Wie kommt Österreich an sein Geld?

In ihrer aktuellen Fassung erlaubt die EU-Wegekostenrichtlinie Zuschläge, die Österreich nicht ausschöpft. Insgesamt wären daraus 1,1 Mrd. Euro an Einnahmen möglich, um die hohe Belastung durch den Lkw-Güterverkehr auszugleichen. Davon verzichtet Österreich derzeit auf 650 Mio. Euro, begnügt sich also mit der Hälfte der vollen Entschädigung. Konkret geht es um CO2-Ausstoß (400 Mio. Euro), Lärm- und Luftverschmutzung in Gebrigsregionen (50 Mio. Euro) und einen Beitrag zur Querfinanzierung von Entlastungsprojekten (200 Mio. Euro), die über Lkw-Mautaufschläge auf der Autobahn zusätzlich noch eingehoben werden könnten.

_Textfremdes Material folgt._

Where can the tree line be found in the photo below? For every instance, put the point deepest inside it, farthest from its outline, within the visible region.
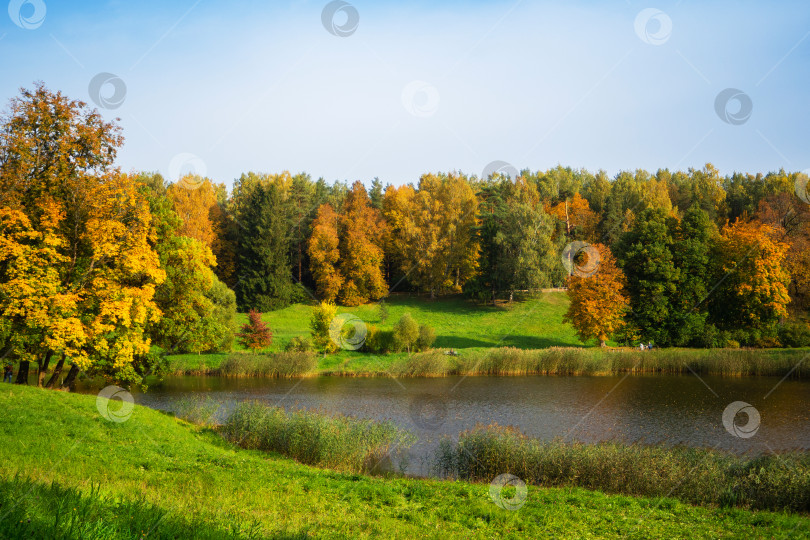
(98, 266)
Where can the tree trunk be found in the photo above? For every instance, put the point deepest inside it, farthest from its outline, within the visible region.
(70, 380)
(57, 371)
(22, 372)
(42, 370)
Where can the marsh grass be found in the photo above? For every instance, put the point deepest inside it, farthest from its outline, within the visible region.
(281, 364)
(695, 476)
(335, 441)
(576, 361)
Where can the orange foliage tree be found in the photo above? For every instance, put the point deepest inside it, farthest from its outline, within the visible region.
(598, 301)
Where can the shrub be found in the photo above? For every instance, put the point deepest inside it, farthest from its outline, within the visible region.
(299, 344)
(255, 334)
(406, 332)
(382, 311)
(322, 317)
(335, 441)
(427, 336)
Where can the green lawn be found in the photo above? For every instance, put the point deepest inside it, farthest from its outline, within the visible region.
(157, 477)
(531, 323)
(534, 323)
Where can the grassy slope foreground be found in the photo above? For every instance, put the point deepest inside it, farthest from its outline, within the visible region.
(157, 477)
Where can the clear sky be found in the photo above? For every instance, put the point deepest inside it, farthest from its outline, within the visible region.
(427, 86)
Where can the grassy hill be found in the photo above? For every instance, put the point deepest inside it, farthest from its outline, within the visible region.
(153, 476)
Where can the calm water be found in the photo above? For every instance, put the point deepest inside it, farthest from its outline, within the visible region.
(648, 409)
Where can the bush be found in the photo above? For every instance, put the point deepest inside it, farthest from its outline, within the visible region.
(284, 364)
(299, 344)
(426, 339)
(378, 341)
(322, 317)
(335, 441)
(406, 332)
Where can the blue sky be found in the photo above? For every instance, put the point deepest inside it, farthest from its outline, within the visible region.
(428, 86)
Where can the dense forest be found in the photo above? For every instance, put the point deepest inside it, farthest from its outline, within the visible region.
(97, 266)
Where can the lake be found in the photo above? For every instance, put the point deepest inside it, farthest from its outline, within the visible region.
(669, 410)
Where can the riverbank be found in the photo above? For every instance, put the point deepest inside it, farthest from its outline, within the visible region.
(156, 476)
(793, 363)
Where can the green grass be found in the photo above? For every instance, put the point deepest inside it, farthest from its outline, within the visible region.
(159, 475)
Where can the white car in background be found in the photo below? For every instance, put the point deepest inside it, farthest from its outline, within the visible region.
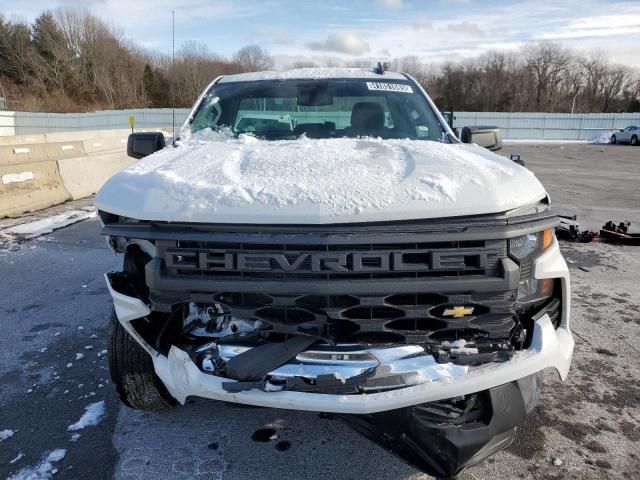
(630, 135)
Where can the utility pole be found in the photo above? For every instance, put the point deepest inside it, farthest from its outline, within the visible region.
(573, 103)
(173, 73)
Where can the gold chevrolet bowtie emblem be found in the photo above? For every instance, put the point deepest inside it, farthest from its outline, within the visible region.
(457, 312)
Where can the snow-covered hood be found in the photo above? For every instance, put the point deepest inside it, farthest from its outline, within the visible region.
(213, 178)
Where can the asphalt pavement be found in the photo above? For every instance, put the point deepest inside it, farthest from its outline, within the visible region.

Ausländische Lkw zahlen zu wenig Entschädigung

Zwei Drittel der Lkw-Maut stammen von Lkw mit ausländischen Kennzeichen. Das sind zum einen Transit-Lkw, die Österreich nur durchqueren. Dieser Transitverkehr ist bereits stärker als der Inlandsverkehr. Zum anderen stammen etliche Lkw mit ausländischem Kennzeichen von inländischen Firmen, die Tochterfirmen im Ausland gegründet haben, um von den dort schlechteren Löhnen und Arbeitsbedingungen zu profitieren. Diese übernehmen dabei zusätzliche Transporte, wenn beispielsweise ein polnischer Lkw nach einer Lieferung von Polen nach Wien weitere Frachtverkehre in Österreich durchführt. Eigentlich ist diese Kabotage in der EU streng begrenzt, wird jedoch in der Praxis nicht selten illegal betrieben. Viele heimische Betriebe verlieren so Aufträge. Bei Lkw mit ausländischen Kennzeichen ist eine höhere Entschädigung also gerechtfertigt. Die Folgen einer vollen Transit-Entschädigung sind für die österreichische Wirtschaft vernachlässigbar.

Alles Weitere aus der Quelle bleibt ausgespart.